There’s also an architectural angle. Most networks are still 5G NSA (non-standalone), where 5G is anchored to LTE, which creates potential signaling/latency issues in dense coverage venues. Standalone 5G could prioritize various classes of traffic if the networks are sliced, but network slicing across an entire venue is not as widespread so far. Industry organizations such as 3GPP and CTIA drive home that real-world performance gains come from the troika of spectrum depth, site density, and strong fiber backhaul — not just radio logos on a scoreboard.
The Game Day Verdict: Which Carrier Won the Stadium Test
And for this test, Verizon is the clear winner: it has not only the fastest peak by a long shot — and didn’t see single-digit performance in my measurements — it demonstrated strong stability under strain, too.
AT&T put up some scorching bursts — like that 1.29 Gbps near the gate and an eye-blink-quick 2GB download — but it also suffered the nastiest slowdowns in its backend when a lot more people were milling around. T-Mobile was the behaviorally inconsistent one: great outside the park, sometimes unhelpful just beyond it, and unexpectedly potent again a few steps later.

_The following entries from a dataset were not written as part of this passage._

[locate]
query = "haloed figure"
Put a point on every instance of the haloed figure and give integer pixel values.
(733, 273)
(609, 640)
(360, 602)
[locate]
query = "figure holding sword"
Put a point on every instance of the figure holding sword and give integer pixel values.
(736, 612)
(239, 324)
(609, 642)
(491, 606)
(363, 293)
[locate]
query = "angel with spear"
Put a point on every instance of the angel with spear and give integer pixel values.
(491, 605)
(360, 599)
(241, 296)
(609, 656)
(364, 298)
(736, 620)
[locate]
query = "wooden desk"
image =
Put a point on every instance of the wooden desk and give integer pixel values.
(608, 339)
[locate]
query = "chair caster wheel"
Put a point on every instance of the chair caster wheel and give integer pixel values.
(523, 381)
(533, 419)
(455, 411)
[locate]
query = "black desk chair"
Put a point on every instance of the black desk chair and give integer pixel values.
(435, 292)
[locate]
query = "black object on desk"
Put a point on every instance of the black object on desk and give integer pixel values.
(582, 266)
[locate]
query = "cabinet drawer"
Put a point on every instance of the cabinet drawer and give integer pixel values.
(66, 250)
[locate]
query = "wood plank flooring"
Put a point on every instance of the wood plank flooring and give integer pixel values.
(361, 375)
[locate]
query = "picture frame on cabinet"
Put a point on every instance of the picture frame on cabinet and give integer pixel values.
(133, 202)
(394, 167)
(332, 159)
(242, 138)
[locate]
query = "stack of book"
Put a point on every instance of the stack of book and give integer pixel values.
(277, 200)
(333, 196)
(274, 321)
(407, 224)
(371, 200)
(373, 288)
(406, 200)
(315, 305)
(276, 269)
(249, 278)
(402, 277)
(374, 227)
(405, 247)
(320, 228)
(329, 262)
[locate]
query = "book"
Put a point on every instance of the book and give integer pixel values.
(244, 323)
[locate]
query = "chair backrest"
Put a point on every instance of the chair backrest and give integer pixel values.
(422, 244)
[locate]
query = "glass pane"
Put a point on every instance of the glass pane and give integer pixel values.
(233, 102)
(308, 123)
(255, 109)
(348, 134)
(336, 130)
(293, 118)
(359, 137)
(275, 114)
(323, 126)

Practical takeaway: if you’re going to a sold-out game, no carrier is going to act the same at every gate or minute. Download what you need before arriving, expect uplink-intensive work to lag, and rely on the venue’s Wi‑Fi if it qualifies as robust (many parks now boast Wi‑Fi 6/6E). Carriers are still refining the playbook for stadium coverage with plenty of C-band, n41, and even some targeted mmWave, but physics and fan behavior make perfection something like a lake to sail under a downtown bridge.
This was a sample rather than the national crown. Still, the trend is clear: multigig peaks are real, capacity pain is real, and perhaps the best network on your walk to the ballpark isn’t what you want it to be at the turnstile 10 minutes later.